New amendment draft ordered



By Ahmed Hassan


ISLAMABAD, Aug 15: President Pervez Musharraf on Tuesday directed the ministry of law to redraft the proposed amendments to the Hudood laws by incorporating some of the proposals forwarded by the coalition members.

The directive, sources said, was issued after a grand meeting of the ruling coalition members chaired by the president at the President House.
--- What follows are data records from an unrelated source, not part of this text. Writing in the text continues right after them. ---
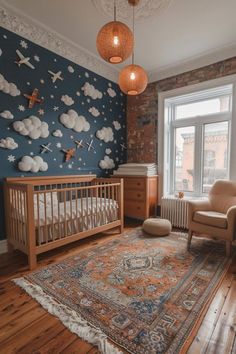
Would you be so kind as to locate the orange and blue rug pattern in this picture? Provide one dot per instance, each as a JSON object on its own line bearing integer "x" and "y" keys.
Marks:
{"x": 144, "y": 293}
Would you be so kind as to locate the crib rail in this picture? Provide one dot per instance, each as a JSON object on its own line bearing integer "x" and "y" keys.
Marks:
{"x": 44, "y": 215}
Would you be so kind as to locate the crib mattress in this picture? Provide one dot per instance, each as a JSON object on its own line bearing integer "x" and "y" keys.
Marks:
{"x": 82, "y": 208}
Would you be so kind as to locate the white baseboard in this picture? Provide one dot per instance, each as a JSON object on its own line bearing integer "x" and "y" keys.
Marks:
{"x": 3, "y": 246}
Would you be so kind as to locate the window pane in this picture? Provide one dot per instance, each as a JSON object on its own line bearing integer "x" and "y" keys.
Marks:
{"x": 202, "y": 108}
{"x": 184, "y": 158}
{"x": 215, "y": 160}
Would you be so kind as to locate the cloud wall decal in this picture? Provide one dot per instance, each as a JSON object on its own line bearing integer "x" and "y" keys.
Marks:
{"x": 91, "y": 91}
{"x": 106, "y": 134}
{"x": 8, "y": 143}
{"x": 72, "y": 120}
{"x": 107, "y": 163}
{"x": 8, "y": 87}
{"x": 6, "y": 114}
{"x": 32, "y": 164}
{"x": 32, "y": 127}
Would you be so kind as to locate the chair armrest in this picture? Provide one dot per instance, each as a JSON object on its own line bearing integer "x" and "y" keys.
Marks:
{"x": 197, "y": 205}
{"x": 231, "y": 218}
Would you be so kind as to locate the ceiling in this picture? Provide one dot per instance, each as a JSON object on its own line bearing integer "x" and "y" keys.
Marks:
{"x": 184, "y": 34}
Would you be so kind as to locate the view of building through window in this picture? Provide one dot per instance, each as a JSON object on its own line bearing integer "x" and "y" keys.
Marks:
{"x": 200, "y": 131}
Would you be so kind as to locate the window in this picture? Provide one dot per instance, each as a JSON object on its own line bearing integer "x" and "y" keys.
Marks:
{"x": 197, "y": 132}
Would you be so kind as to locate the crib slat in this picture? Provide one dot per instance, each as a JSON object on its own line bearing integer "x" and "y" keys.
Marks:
{"x": 71, "y": 216}
{"x": 52, "y": 211}
{"x": 38, "y": 220}
{"x": 87, "y": 210}
{"x": 45, "y": 217}
{"x": 65, "y": 216}
{"x": 76, "y": 208}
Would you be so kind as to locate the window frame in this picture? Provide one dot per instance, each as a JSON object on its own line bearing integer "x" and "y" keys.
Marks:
{"x": 165, "y": 116}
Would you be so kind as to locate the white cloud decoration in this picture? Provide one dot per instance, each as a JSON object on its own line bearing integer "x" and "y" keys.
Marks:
{"x": 72, "y": 120}
{"x": 57, "y": 133}
{"x": 8, "y": 87}
{"x": 108, "y": 151}
{"x": 70, "y": 69}
{"x": 91, "y": 91}
{"x": 32, "y": 164}
{"x": 32, "y": 127}
{"x": 8, "y": 143}
{"x": 107, "y": 163}
{"x": 111, "y": 92}
{"x": 6, "y": 115}
{"x": 94, "y": 111}
{"x": 106, "y": 134}
{"x": 67, "y": 100}
{"x": 116, "y": 124}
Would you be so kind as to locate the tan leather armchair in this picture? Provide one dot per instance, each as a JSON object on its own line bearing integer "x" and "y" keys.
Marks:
{"x": 216, "y": 216}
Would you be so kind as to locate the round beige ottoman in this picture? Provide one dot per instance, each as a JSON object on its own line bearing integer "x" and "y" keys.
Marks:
{"x": 157, "y": 227}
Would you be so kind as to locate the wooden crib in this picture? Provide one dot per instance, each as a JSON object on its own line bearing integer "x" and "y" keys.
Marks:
{"x": 43, "y": 213}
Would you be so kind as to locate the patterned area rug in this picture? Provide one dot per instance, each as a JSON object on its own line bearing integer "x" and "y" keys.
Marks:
{"x": 143, "y": 293}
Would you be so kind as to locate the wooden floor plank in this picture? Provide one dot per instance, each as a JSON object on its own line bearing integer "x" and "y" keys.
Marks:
{"x": 28, "y": 329}
{"x": 222, "y": 339}
{"x": 58, "y": 343}
{"x": 209, "y": 322}
{"x": 21, "y": 322}
{"x": 30, "y": 339}
{"x": 77, "y": 347}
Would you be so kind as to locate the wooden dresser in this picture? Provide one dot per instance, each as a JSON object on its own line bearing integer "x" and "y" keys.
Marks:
{"x": 140, "y": 196}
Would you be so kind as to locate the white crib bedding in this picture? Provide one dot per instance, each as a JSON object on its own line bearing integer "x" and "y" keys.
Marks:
{"x": 77, "y": 208}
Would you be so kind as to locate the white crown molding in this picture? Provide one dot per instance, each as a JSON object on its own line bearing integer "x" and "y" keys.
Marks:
{"x": 196, "y": 62}
{"x": 16, "y": 21}
{"x": 3, "y": 246}
{"x": 145, "y": 9}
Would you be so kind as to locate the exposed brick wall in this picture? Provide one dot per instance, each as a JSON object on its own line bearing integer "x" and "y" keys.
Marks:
{"x": 142, "y": 110}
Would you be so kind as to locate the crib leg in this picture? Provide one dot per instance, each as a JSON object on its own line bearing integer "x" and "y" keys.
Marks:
{"x": 10, "y": 247}
{"x": 121, "y": 229}
{"x": 32, "y": 259}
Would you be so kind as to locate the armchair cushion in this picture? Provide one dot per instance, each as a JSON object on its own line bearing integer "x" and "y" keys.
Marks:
{"x": 211, "y": 218}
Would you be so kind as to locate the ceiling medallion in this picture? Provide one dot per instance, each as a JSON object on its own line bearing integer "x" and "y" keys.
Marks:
{"x": 145, "y": 8}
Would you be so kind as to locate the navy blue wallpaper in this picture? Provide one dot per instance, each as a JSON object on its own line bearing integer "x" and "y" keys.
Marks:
{"x": 83, "y": 106}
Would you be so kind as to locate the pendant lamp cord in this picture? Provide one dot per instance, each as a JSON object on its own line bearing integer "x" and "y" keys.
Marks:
{"x": 134, "y": 39}
{"x": 114, "y": 10}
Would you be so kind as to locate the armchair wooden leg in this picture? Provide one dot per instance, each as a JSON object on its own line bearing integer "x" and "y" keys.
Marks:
{"x": 228, "y": 248}
{"x": 190, "y": 234}
{"x": 10, "y": 247}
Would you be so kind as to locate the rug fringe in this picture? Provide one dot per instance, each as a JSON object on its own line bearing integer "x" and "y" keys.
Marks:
{"x": 70, "y": 318}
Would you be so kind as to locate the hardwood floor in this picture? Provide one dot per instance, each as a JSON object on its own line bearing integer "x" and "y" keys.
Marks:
{"x": 25, "y": 327}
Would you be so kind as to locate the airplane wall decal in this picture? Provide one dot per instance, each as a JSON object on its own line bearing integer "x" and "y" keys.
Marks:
{"x": 33, "y": 98}
{"x": 55, "y": 76}
{"x": 69, "y": 153}
{"x": 45, "y": 148}
{"x": 23, "y": 60}
{"x": 90, "y": 145}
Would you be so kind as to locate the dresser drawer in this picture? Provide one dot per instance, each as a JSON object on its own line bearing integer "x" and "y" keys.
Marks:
{"x": 138, "y": 195}
{"x": 135, "y": 183}
{"x": 135, "y": 209}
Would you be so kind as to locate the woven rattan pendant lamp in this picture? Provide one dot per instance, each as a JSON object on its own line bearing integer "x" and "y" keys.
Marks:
{"x": 133, "y": 78}
{"x": 115, "y": 41}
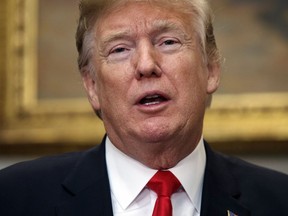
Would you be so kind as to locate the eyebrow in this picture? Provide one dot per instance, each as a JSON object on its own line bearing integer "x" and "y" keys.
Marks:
{"x": 158, "y": 26}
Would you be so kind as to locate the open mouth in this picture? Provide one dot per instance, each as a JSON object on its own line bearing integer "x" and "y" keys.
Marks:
{"x": 153, "y": 100}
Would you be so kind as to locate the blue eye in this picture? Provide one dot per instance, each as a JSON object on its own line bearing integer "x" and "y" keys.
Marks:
{"x": 118, "y": 50}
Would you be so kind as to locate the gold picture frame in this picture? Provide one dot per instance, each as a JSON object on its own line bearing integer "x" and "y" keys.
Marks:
{"x": 251, "y": 122}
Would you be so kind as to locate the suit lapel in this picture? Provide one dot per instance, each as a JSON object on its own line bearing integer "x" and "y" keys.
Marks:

Senior members of the ruling PML and Prime Minister Shaukat Aziz attended the meeting.

The meeting decided to try to table the redrafted amendments to the law during the ongoing National Assembly session and that the ruling coalition would support it in debates and in the house committee.

President Musharraf is learnt to have impressed upon 180 MNAs and senators of the ruling coalition that the Hudood Ordinance could neither be repealed nor any law be allowed to be framed that was repugnant to Islamic injunctions.

The sources said that a majority of the participants deemed it wrong to punish a man or a woman just because a case was registered under the Hudood laws, adding that they wanted all people detained without sufficient proof to be released without any punishment.

Stressing the need for protecting women’s rights, the president said that it was incumbent upon the legislators to bring all laws in conformity with true Islamic teachings.

When a woman legislator of the ruling PML suggested to repeal the Hudood Ordinance entirely, the president is reported to have said: “You need to use common sense.”

The president said that the main purpose of amending the Hudood laws was to protect women’s rights but laws repugnant to the teachings of the Holy Quran and Sunnah could not be enacted.

The president said some articles of the Hudood ordinance were not in accordance with the true spirit of the Holy Quran and Sunnah and there was general consensus among scholars of various schools of thought that they needed to be amended.

Sources quoted the president as saying that they were trying to “protect the rights of our mothers, sisters and daughters and we must not shirk away from safeguarding their judicial rights.